「来ましたよ。てか、いつもこの時間に来るんで今日は来ないなって思ってたんです。そっちの彼、昨日からこの時間のシフトにはいったから俺の方が詳しいですよ。あの人どうかしたんですか?」
警官は池上君の方に向かった。
「いや、夕方刺されて死んでいるのが見つかって。ここの弁当の空が山ほど出てきたんで聞き込みにね」
池上君はあぁ、と言う顔をした。
「期限切れの弁当をもらいにくるんですよ。可哀相だから時々くれてました」
警官は一応メモを取るがあまり気乗りしていないのは態度で判った。この聞き込みも形だけだろう。しかし、大麻はどうしたんだろう?
「犯人は?」
「さあねぇ。この手のホームレスの殺しは多くてさ。これも未解決かな。ただ、このホームレス、何か持って行かれてるんだがホームレスから物取りするなんて世も末だね」
と笑いながら警官は出ていった。
多分、持って行かれたのは大麻だな。徳さんが大麻栽培しているの知っていて狙ったんだ。
「高木さん。昨日徳さんに弁当渡したんですか?」
池上君が聞いてきた。池上君がどこまで知っているのか判らないが昨日レジを離れたこと覚えてたらまずい。嘘はつけない
「あぁ、安藤の事聞かれてさ。貰ってたっていうから」
ふーん。と池上君はそれ以上聞いてこなかった。
また、窓の下に子供達が集まってきた。壁にもたれ掛かり寝てる子供も多い。
地球温暖化は徐々に進み、この辺りでもハイビスカスやバナナが庭に育っている。南国そのもの。

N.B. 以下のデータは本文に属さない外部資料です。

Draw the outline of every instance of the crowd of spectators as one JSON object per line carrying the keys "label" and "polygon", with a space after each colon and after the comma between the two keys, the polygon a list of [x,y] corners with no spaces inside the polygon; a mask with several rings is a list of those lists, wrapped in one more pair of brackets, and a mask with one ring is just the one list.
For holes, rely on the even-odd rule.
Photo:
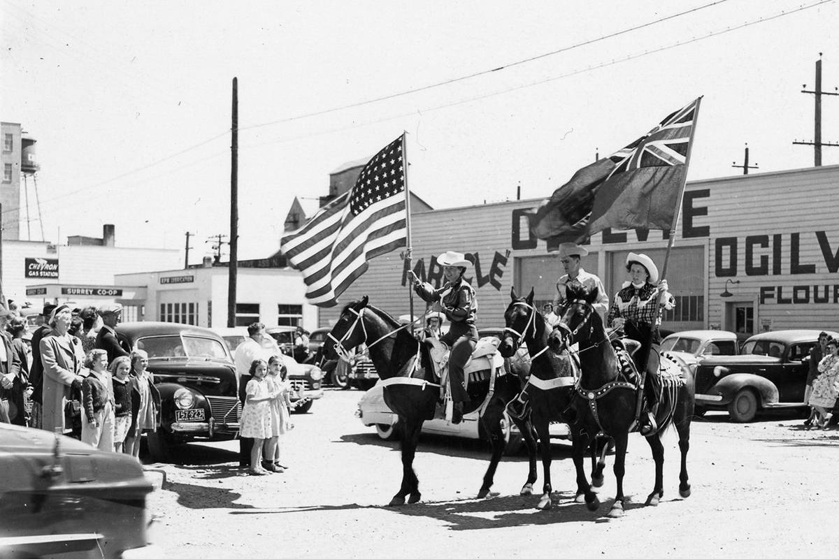
{"label": "crowd of spectators", "polygon": [[135,458],[159,424],[149,357],[120,344],[122,305],[46,304],[29,333],[13,305],[0,305],[0,422],[69,434]]}

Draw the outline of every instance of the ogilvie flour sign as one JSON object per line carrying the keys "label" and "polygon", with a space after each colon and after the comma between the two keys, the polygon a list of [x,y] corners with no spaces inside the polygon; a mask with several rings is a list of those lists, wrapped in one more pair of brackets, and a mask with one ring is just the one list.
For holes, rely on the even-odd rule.
{"label": "ogilvie flour sign", "polygon": [[51,277],[58,279],[58,258],[27,258],[27,277]]}

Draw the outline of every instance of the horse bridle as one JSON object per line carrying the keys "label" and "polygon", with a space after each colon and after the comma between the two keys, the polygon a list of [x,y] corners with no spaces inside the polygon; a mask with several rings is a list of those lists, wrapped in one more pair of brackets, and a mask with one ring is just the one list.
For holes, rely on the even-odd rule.
{"label": "horse bridle", "polygon": [[[341,359],[343,359],[345,360],[349,360],[351,355],[350,355],[350,353],[347,350],[347,348],[344,347],[344,342],[347,341],[350,338],[350,336],[352,335],[352,333],[355,332],[356,328],[358,326],[359,323],[361,323],[361,325],[362,325],[362,334],[364,334],[364,341],[366,342],[367,339],[367,327],[364,325],[364,320],[363,320],[364,311],[367,310],[367,307],[362,307],[361,310],[358,310],[358,311],[357,311],[354,308],[349,308],[347,310],[349,310],[351,313],[352,313],[353,314],[356,315],[356,319],[352,322],[352,325],[350,326],[348,329],[347,329],[347,332],[345,332],[344,335],[341,337],[341,339],[338,339],[337,338],[336,338],[335,336],[333,336],[331,330],[330,330],[329,334],[326,334],[327,338],[329,338],[333,342],[335,342],[335,353],[336,353],[338,355],[338,357],[340,357],[340,358],[341,358]],[[408,328],[409,326],[412,325],[414,323],[415,323],[418,320],[420,320],[421,318],[422,317],[414,318],[414,320],[412,320],[411,322],[408,323],[407,324],[403,324],[402,326],[399,327],[395,330],[388,332],[388,334],[384,334],[383,336],[382,336],[381,338],[379,338],[376,341],[373,342],[372,344],[367,344],[367,351],[370,350],[370,348],[372,348],[373,346],[376,345],[377,344],[378,344],[380,341],[382,341],[385,338],[392,336],[394,334],[396,334],[397,332],[399,332],[399,330],[402,330],[404,329]]]}
{"label": "horse bridle", "polygon": [[[504,327],[504,332],[509,331],[509,332],[512,332],[513,334],[519,336],[519,339],[516,340],[516,347],[519,348],[519,347],[521,346],[522,342],[524,341],[524,338],[527,337],[527,332],[528,332],[528,330],[530,329],[531,326],[533,327],[533,335],[534,335],[534,338],[536,337],[536,308],[534,307],[533,305],[531,305],[530,303],[526,303],[524,301],[513,301],[513,306],[515,306],[515,305],[522,305],[523,307],[524,307],[525,308],[527,308],[528,310],[530,311],[530,314],[528,316],[528,318],[527,318],[527,323],[524,325],[524,329],[522,330],[521,332],[519,332],[514,328],[510,328],[509,326],[505,326]],[[534,354],[533,355],[530,355],[530,360],[533,360],[536,359],[537,357],[539,357],[539,355],[541,355],[542,354],[544,354],[547,350],[548,350],[548,345],[545,344],[545,346],[544,348],[542,348],[541,349],[539,349],[539,351],[538,353],[536,353],[536,354]]]}

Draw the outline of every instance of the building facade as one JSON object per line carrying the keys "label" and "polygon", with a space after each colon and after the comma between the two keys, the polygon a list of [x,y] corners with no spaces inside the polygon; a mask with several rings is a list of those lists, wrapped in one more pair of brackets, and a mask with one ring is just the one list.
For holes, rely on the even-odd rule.
{"label": "building facade", "polygon": [[[741,337],[788,328],[839,326],[839,219],[831,204],[839,166],[739,175],[688,183],[666,279],[677,306],[664,328],[722,329]],[[467,274],[477,292],[479,326],[503,326],[510,289],[533,287],[550,301],[563,273],[544,241],[533,238],[525,212],[540,199],[517,200],[414,213],[410,267],[440,285],[435,257],[446,250],[467,253]],[[606,230],[591,237],[583,267],[603,280],[610,298],[627,279],[630,251],[664,265],[668,240],[660,230]],[[392,252],[370,267],[341,297],[370,298],[393,315],[409,312],[408,262]],[[414,314],[425,303],[414,298]],[[320,324],[341,306],[321,309]]]}

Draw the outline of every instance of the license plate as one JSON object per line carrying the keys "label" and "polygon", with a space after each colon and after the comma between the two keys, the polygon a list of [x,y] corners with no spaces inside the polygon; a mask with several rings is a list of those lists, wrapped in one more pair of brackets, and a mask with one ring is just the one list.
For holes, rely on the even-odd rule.
{"label": "license plate", "polygon": [[204,421],[204,409],[199,410],[175,410],[175,421],[176,422],[202,422]]}

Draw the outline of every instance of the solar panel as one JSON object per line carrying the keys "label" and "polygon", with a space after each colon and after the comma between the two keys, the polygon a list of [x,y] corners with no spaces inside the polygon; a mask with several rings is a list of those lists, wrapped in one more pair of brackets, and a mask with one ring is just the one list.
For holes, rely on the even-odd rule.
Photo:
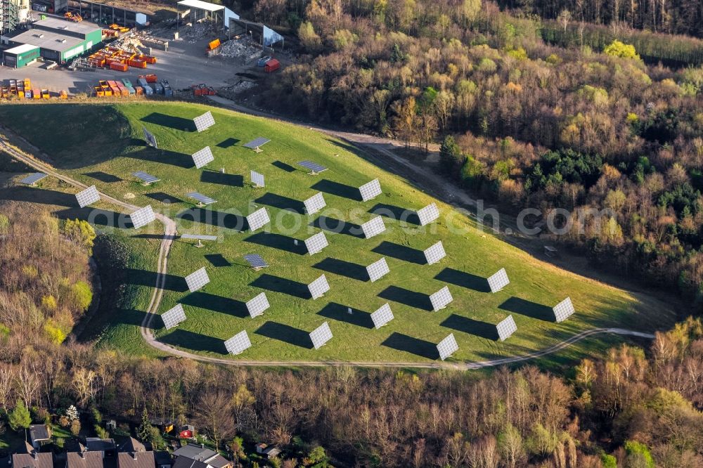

北海道で雪が稀にしか降らなくなり、白熊はこの前最後のが動物園で死んだとニュースでやってた。
四季が無くなり、熱帯気候になりつつある今ならホームレスもストリートチルドレンも外で暮らすのも過ごしやすいだろう。
23時、昨日の偽女子高生が表れた。このコンビニに迎えに来てもらうんだな。確かに向かいはお嬢様学校だし、みんな騙されるんだろう。
今日は早いから二回戦目か?毎日がんばるなぁ。一人五千円として毎日三人で一万五千円か。まぁ、稼ぎとしてはいいけど。普通に働く所がないもんなぁ。
恭平は自分の時給880円が悲しく思えた。